The Council has modified the Commission proposal as regards the non application of Article 7(2) of the Athens Convention. The latter stipulates that a State Party may adopt higher limits of liability as those of the Athens Convention. The Council has chosen to apply the provision of the Athens Convention as it currently stands without introducing a particular Community mechanism in order to agree on the use of Article 7(2) such as suggested by the Commission in its proposal as well as the European Parliament in its amendment 7.

(4)   Simultaneous application of other international conventions concerning the limitation of liability of shipowners

The Council, considering the fact that several Member States have already ratified the International Convention on Limitation of Liability for Maritime Claims, 1976, as amended by the Protocol of 1996 (LLMC 1996) can not support the European Parliament as regards the non-application of Article 19 of the Athens Convention (amendment 8). In the article 5 of the Council's common position, the relationship between the Athens Convention and the LLMC 1996 is further clarified in order to guarantee legal certainty.

(5)   Advanced payment

Following closely the European Parliament (amendment 9), the Council supports the idea that in case of an shipping incident causing death of, or personal injury to, a passenger, an advancement payment should be paid. In order to assure that that provision may apply in practice, the Council clarified that the provision applies if the shipping incident occurred within the territory of a Member Sate, or has occurred on board of a ship that was flying the flag of a Member Sate or is registered in a Member State. Concerning the shipping incident, the Council is of the opinion that the term ‘shipping incident’ is sufficiently and broadly defined in the Athens Convention. Therefore the addition of the term ‘shipping accident’ is not necessary.

The Council fully supports the European Parliament (amendment 10) as regards the clarification that the advance payment shall not constitute recognition of liability and may be offset against any subsequent sums paid. The Council, however, further specifies in which cases the advanced payment might be returnable in accordance with the Athens Convention and the IMO Guidelines.

(6)   Information to passenger

The Council supports the European Parliament as regards the characteristics (appropriate and comprehensible) of the information to be provided to passengers at latest on departure.
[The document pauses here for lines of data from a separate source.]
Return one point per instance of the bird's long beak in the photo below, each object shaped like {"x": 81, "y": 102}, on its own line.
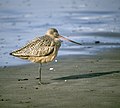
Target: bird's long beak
{"x": 69, "y": 40}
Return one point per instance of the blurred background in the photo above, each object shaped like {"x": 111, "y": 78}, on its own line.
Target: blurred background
{"x": 94, "y": 23}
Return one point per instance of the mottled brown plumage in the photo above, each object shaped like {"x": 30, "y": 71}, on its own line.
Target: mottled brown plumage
{"x": 42, "y": 49}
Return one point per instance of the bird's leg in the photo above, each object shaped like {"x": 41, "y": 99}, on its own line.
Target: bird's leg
{"x": 40, "y": 69}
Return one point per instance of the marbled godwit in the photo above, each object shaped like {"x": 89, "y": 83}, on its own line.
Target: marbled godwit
{"x": 42, "y": 49}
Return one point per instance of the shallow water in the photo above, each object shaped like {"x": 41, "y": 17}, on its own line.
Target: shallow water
{"x": 81, "y": 20}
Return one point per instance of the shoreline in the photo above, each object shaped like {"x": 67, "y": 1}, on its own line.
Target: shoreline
{"x": 73, "y": 81}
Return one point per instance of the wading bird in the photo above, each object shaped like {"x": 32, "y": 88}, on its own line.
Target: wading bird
{"x": 42, "y": 49}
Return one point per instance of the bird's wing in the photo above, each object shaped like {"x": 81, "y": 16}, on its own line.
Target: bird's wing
{"x": 41, "y": 46}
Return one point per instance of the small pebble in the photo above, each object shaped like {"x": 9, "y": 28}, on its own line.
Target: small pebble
{"x": 51, "y": 68}
{"x": 56, "y": 60}
{"x": 65, "y": 80}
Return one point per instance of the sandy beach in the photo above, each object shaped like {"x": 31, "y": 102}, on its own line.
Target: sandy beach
{"x": 85, "y": 76}
{"x": 72, "y": 82}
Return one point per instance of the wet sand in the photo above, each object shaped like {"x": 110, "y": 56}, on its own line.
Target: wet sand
{"x": 72, "y": 82}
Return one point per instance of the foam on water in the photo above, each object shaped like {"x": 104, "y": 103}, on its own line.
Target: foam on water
{"x": 82, "y": 21}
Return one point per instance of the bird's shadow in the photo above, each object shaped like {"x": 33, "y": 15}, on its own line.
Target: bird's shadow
{"x": 87, "y": 75}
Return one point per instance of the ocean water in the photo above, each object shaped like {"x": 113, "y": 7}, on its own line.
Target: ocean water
{"x": 84, "y": 21}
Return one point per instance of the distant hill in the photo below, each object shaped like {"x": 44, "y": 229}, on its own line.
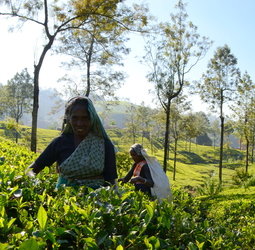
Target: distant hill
{"x": 51, "y": 111}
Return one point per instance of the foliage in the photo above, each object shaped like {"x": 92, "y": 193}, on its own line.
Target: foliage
{"x": 210, "y": 186}
{"x": 241, "y": 177}
{"x": 172, "y": 50}
{"x": 35, "y": 216}
{"x": 57, "y": 17}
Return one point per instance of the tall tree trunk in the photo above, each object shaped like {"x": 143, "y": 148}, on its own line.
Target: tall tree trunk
{"x": 221, "y": 138}
{"x": 247, "y": 155}
{"x": 175, "y": 157}
{"x": 166, "y": 144}
{"x": 37, "y": 68}
{"x": 252, "y": 150}
{"x": 90, "y": 52}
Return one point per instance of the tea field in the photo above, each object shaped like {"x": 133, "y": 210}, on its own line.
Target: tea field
{"x": 33, "y": 215}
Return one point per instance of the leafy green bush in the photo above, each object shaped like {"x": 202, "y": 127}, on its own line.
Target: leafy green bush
{"x": 241, "y": 177}
{"x": 210, "y": 187}
{"x": 33, "y": 215}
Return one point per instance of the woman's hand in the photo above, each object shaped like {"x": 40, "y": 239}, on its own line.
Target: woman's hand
{"x": 122, "y": 180}
{"x": 138, "y": 179}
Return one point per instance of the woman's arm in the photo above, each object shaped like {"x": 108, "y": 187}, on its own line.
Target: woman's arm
{"x": 146, "y": 175}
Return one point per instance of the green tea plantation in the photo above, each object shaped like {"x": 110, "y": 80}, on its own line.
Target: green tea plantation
{"x": 33, "y": 215}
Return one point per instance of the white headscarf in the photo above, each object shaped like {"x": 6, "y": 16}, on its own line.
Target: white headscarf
{"x": 161, "y": 188}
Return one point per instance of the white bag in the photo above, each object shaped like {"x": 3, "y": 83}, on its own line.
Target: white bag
{"x": 161, "y": 188}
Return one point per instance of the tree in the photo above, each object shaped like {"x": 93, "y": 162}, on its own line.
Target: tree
{"x": 178, "y": 107}
{"x": 94, "y": 54}
{"x": 4, "y": 100}
{"x": 132, "y": 126}
{"x": 244, "y": 109}
{"x": 144, "y": 117}
{"x": 20, "y": 95}
{"x": 56, "y": 17}
{"x": 171, "y": 52}
{"x": 218, "y": 85}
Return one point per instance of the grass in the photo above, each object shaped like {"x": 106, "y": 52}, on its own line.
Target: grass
{"x": 194, "y": 162}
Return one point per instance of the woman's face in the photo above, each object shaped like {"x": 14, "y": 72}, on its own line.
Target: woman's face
{"x": 80, "y": 121}
{"x": 137, "y": 158}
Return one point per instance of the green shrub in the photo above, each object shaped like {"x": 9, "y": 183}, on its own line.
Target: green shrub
{"x": 210, "y": 187}
{"x": 241, "y": 177}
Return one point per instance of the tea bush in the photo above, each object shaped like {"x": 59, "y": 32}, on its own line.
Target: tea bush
{"x": 33, "y": 215}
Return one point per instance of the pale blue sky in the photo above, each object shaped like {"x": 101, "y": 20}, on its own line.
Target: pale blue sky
{"x": 228, "y": 22}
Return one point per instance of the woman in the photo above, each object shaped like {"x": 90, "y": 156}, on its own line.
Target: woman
{"x": 139, "y": 174}
{"x": 83, "y": 152}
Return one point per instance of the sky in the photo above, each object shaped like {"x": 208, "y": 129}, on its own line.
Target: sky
{"x": 228, "y": 22}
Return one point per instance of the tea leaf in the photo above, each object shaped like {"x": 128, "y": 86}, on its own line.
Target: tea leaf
{"x": 42, "y": 217}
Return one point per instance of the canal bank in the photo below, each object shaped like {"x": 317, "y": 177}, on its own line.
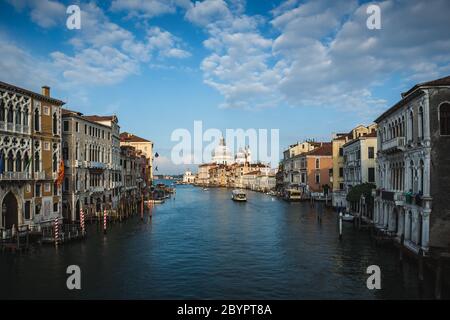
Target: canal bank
{"x": 203, "y": 245}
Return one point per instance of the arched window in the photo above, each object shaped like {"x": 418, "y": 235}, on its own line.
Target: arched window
{"x": 25, "y": 117}
{"x": 65, "y": 151}
{"x": 444, "y": 118}
{"x": 2, "y": 110}
{"x": 18, "y": 162}
{"x": 55, "y": 163}
{"x": 66, "y": 184}
{"x": 55, "y": 124}
{"x": 411, "y": 125}
{"x": 421, "y": 123}
{"x": 10, "y": 113}
{"x": 37, "y": 162}
{"x": 26, "y": 162}
{"x": 10, "y": 165}
{"x": 421, "y": 176}
{"x": 2, "y": 160}
{"x": 18, "y": 116}
{"x": 36, "y": 120}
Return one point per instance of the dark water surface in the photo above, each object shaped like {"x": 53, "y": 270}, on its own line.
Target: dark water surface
{"x": 203, "y": 245}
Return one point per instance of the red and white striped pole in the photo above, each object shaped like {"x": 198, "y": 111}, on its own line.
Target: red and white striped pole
{"x": 104, "y": 221}
{"x": 56, "y": 231}
{"x": 82, "y": 221}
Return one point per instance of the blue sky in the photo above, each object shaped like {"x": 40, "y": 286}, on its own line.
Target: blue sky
{"x": 307, "y": 68}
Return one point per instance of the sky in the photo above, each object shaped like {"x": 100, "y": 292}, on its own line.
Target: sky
{"x": 307, "y": 68}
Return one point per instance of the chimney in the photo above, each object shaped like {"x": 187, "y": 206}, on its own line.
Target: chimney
{"x": 46, "y": 91}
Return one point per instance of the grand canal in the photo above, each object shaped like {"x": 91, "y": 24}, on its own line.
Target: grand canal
{"x": 200, "y": 244}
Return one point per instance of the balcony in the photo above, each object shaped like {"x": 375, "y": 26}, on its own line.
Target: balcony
{"x": 394, "y": 145}
{"x": 39, "y": 175}
{"x": 97, "y": 189}
{"x": 96, "y": 165}
{"x": 395, "y": 196}
{"x": 15, "y": 176}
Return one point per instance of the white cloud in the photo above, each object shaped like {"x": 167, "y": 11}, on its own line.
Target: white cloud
{"x": 321, "y": 52}
{"x": 149, "y": 8}
{"x": 45, "y": 13}
{"x": 205, "y": 12}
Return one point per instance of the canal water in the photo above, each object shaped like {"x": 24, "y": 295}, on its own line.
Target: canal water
{"x": 202, "y": 245}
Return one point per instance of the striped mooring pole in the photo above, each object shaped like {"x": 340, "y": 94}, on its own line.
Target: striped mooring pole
{"x": 82, "y": 221}
{"x": 104, "y": 221}
{"x": 56, "y": 231}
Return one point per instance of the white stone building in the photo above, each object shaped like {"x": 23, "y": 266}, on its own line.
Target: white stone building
{"x": 414, "y": 168}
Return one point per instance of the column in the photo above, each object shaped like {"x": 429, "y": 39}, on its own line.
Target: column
{"x": 425, "y": 228}
{"x": 407, "y": 225}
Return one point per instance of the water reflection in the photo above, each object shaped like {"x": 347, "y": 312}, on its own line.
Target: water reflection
{"x": 203, "y": 245}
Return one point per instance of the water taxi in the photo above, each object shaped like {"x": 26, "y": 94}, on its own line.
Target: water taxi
{"x": 238, "y": 195}
{"x": 293, "y": 195}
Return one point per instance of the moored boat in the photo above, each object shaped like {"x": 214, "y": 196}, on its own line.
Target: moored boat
{"x": 293, "y": 195}
{"x": 238, "y": 195}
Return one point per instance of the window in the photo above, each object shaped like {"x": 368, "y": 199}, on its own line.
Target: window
{"x": 371, "y": 175}
{"x": 55, "y": 162}
{"x": 36, "y": 120}
{"x": 444, "y": 118}
{"x": 66, "y": 184}
{"x": 55, "y": 124}
{"x": 371, "y": 152}
{"x": 27, "y": 210}
{"x": 421, "y": 123}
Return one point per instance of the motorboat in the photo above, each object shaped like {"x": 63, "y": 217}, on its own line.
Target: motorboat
{"x": 348, "y": 217}
{"x": 238, "y": 195}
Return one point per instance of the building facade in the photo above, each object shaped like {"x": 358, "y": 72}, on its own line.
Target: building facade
{"x": 30, "y": 154}
{"x": 145, "y": 146}
{"x": 414, "y": 169}
{"x": 87, "y": 149}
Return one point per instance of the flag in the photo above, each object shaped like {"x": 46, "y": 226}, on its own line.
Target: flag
{"x": 2, "y": 163}
{"x": 28, "y": 163}
{"x": 60, "y": 177}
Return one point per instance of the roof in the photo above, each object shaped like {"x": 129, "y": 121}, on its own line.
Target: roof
{"x": 413, "y": 93}
{"x": 99, "y": 118}
{"x": 32, "y": 94}
{"x": 326, "y": 149}
{"x": 372, "y": 134}
{"x": 129, "y": 137}
{"x": 433, "y": 83}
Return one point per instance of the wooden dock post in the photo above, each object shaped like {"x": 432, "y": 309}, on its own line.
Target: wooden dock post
{"x": 420, "y": 264}
{"x": 438, "y": 283}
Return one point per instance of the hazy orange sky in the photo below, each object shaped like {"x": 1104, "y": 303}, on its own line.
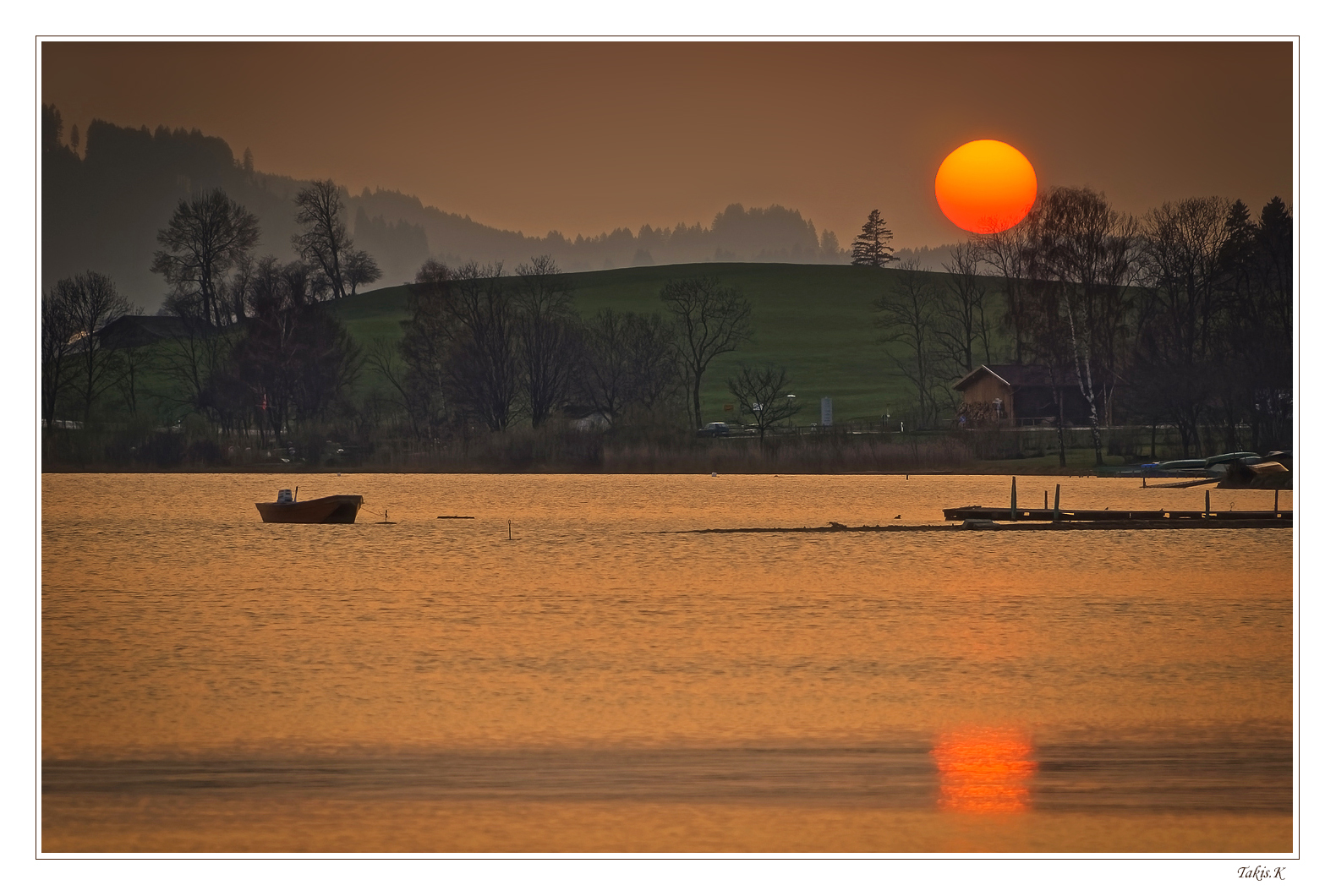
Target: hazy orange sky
{"x": 588, "y": 136}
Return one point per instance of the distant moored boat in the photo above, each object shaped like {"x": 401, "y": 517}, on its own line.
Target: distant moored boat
{"x": 336, "y": 508}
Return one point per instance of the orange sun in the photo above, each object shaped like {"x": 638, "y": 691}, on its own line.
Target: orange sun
{"x": 986, "y": 186}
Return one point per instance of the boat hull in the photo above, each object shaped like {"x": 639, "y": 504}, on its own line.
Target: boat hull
{"x": 336, "y": 508}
Similar to the aviation sector, the Council proposes that a summary might be used to this end. However, the Council believes that there is no need to refer to the provisions of the Council Directive 90/314/EEC of 13 June 1990 on package travel, package holidays and package tours (amendment 12) because that directive already applies and is independent from the proposed regulation.

(7)   Delayed application

Similar to the European Parliament (amendments 13, 14 and 15), the Council has introduced a transitional provision allowing Member States to defer the application of the Regulation until four years of its application. Yet, the change of the Council to the Commission proposal applies to carriage by sea within a single Member State onboard ships covered by Class A in accordance with Article 4 of Directive 98/18/EC and not to domestic carriage by regular ferry lines (in the regions covered by article 299(2) TEC) as proposed by the European Parliament.

IV.   CONCLUSION

The Council believes that the common position represents a realistic approach, taking due account of the achievability of the proposal and its proposed additional provisions as well as the need for legal clarity.

The Council looks forward to constructive discussions with the European Parliament with a view to the early adoption of the Regulation.